I am spiritual, but not religious; thus have I written here. Let Me use this Robertson buffoon to provide further elaboration on just why that is. (By the way, I’ve never actually bothered to “elaborate” on anything before I started blogging. It is really quite self-indulgent and liberating! Look for My annotated Old Testement at Barnes & Noble soon.) See, Americans can look at Osama bin Laden and the 9/11 suicide bombers and have no trouble at all calling them insane. While on the other side of the turban, these people’s actions mark them as religious zealots, true believers. Extremists sure, but believers.
The burning question defining the rift between east and west right now is this: how could two cultures be so far apart on the interpretation of the same, polarizing behavior? And the answer is simple. It's because religious zealotry and insanity are not, in fact, all that far apart.
Is a suicide bomber a religious zealot, or is he just insane? Hold on-- you’re BOTH right!
Think about it. Run around claiming that a voice in your head is telling you what to do, that you don’t care about the law because you answer to the voice, and you get locked up. But if you say that voice is the voice of God, you get your own TV ministry. They will almost literally unclasp the straight jacket and prop you up in front of a teleprompter right there by the gurney.
Which brings Us to Pat Robertson. Try this exercize at home: watch an episode of his show, and whenever he says My name, imagine him saying “Steve” instead. Now judge for yourself, objectively, whether or not this man is a barking loon. And if you think this is an unfair test, try the same thing with a reasoned and devoutly religious person of any faith. Try it with the nice churchgoing lady down the block. Sure, you’ll wonder who Steve is. But you won’t think the woman is mad.
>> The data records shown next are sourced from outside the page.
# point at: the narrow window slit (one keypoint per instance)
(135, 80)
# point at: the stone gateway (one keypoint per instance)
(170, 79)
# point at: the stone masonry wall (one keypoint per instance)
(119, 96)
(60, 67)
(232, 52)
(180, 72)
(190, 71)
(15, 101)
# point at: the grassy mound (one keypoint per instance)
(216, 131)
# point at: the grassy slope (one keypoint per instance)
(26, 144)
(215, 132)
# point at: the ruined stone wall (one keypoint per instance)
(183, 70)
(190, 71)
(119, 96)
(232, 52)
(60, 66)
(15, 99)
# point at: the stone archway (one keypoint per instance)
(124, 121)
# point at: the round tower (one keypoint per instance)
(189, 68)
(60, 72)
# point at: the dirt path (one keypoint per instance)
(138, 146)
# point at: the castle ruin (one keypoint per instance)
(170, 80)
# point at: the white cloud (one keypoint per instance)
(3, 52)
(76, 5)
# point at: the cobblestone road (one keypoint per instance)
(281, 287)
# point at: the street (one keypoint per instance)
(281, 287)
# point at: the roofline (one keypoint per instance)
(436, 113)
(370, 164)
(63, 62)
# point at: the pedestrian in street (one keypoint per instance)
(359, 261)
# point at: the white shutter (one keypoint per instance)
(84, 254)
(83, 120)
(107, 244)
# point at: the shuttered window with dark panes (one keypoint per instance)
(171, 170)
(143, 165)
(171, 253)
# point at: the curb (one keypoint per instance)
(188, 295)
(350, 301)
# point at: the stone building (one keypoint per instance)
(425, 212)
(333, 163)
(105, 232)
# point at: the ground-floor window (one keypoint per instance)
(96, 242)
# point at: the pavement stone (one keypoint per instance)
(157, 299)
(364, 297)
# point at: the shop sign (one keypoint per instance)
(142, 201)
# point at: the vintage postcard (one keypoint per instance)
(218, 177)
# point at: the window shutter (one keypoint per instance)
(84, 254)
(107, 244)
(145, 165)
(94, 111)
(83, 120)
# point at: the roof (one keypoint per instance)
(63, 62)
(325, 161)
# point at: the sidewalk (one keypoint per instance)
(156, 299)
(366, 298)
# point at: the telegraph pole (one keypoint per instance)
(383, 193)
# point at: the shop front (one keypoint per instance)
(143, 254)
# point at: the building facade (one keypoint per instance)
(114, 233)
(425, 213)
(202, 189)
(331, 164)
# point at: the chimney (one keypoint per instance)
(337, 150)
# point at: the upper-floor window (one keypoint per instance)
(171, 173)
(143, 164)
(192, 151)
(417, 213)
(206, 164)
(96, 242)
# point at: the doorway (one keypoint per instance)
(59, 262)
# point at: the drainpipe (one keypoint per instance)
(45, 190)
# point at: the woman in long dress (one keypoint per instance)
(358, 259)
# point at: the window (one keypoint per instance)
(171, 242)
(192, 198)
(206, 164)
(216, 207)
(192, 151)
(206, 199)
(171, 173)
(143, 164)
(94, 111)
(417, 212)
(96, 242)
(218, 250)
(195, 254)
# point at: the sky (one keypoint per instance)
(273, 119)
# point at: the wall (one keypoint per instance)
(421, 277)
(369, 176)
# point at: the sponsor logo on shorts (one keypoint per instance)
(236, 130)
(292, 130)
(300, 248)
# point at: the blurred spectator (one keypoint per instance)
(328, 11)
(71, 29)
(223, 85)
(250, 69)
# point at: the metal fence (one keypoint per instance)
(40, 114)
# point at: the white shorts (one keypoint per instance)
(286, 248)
Then ask yourself why it is so easy to get your own TV network when you are mad as a hatter. You people elevate the voices-in-the-head insane to such a lofty perch that they get a fair hearing on every insane ranting they might spew. Terry Schiavo, gay rights, the war on Christmas (talk about an overt sign of paranoia; "96% of us celebrate Christmas, the other 4% are coming to get us!"), the evils of science and medicine-- there seems to be no opinion so blatantly insane on face that you humans don’t take it seriously, provided My name is invoked on its behalf.
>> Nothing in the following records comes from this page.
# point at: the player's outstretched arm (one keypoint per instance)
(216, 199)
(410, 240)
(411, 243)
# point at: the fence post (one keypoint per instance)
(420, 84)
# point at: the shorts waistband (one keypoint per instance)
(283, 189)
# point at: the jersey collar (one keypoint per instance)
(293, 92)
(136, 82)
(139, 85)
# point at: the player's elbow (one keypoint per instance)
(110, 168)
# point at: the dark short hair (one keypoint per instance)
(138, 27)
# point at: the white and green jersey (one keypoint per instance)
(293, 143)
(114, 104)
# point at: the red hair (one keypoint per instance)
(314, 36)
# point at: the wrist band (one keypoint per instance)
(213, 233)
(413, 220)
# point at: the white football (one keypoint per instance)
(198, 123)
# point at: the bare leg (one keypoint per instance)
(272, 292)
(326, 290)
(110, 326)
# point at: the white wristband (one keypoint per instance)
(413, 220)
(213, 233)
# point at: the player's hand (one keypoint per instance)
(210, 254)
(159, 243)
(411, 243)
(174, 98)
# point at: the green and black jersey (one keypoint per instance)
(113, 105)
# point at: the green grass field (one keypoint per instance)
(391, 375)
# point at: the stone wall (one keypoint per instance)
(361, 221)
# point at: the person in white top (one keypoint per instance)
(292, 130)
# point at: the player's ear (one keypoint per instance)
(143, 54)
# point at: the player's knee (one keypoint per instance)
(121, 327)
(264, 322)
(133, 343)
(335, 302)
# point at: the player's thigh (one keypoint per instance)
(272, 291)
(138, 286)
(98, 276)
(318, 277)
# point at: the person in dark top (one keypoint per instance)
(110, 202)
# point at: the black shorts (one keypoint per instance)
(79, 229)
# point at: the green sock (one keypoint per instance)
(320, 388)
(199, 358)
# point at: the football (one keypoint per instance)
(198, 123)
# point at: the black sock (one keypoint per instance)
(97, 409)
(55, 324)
Frankly, I’m getting sick of it. So don’t be surprised to see some vengeful smiting going on. Because while people like Pat Robertson are religious to a fault (which is to say, insane), they are not the least bit spiritual, which is the thing I look for. Robertson does not experience God as light or joy or mirth; he experiences God as the hammer of justice. And the arbiter of that justice, inevitably, is him.
I’m not saying it’s the same as flying airplanes into buildings. But I am saying, its where that kind of behavior begins.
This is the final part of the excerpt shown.